Skin serums that cost $200 a jar won’t cut it in China…nor, for that matter, will $10 shampoos. No wonder why Procter & Gamble is trying to understand the needs of the very poor in developing markets. That’s why the company launched its $2-a-day program in 2009.


Many consumers in these areas make do on annual salaries of less than $200, and yet, they are P&G’s target consumers in many developing markets. That explains why P&G employees spent weeks in rural China and other regions to learn about these consumers wants and needs. According to P&G’s findings, beauty care and cleanliness are very important to these underserved consumers, who are willing to spend money on products if they address their specific needs.
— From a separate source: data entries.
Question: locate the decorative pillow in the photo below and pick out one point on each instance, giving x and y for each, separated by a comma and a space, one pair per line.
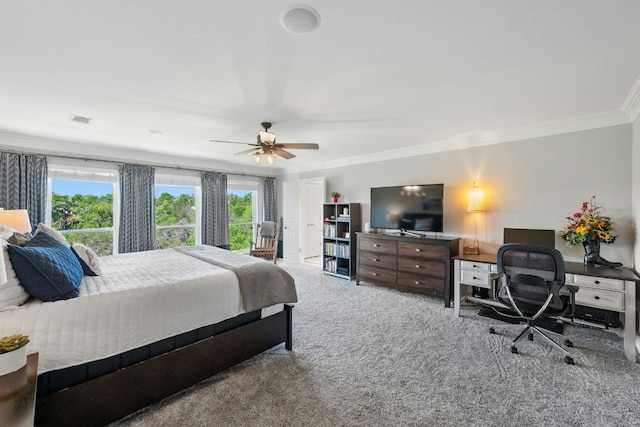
19, 238
53, 233
11, 293
88, 259
46, 268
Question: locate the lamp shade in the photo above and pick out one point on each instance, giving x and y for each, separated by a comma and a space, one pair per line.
18, 219
475, 199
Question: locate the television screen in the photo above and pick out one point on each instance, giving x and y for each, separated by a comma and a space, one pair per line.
408, 207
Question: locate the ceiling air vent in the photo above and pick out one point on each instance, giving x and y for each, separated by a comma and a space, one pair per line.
81, 119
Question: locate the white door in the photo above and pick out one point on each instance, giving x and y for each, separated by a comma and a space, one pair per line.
290, 221
311, 199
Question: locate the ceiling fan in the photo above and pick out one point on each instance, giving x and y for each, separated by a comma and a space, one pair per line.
266, 148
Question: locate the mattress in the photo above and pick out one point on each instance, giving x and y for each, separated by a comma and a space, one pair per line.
138, 299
After studying their habits, P&G says it will adapt its products to the daily needs of consumers in the world’s poorer regions, where monetary and natural resources like water are scarce—which explains why products that require a lot of rinsing just won’t do in rural China.


According to Chairman Bob MacDonald, the company has identified underdeveloped markets as a big growth opportunity. P&G says developing markets are growing at 6% to 8% annually, compared with 1% to 2% in the developed world. Right now, P&G gets 34% of its revenues from developing markets, but hopes to move that percentage to 50% by 2020. However, with the exception of China and a few other companies, P&G trails both Colgate and Unilever in these developing markets.


To get back in the race, MacDonald says he is moving the company’s center of gravity from the West to Asia and Africa. Right now, Chinese consumers spend $3 a year on P&G products, but the company hopes to boost that spending to $11.50 in the next few years. In contrast, U.S. consumers spend nearly $100 a year on P&G products.


To reach its goal, P&G is spending money. The P&G Beijing Innovation Center (BJIC), is a $70 million home for the company’s regional R&D efforts. The company has invested more than $1 billion in China, and McDonald says it will spend another $1 billion in the next five years.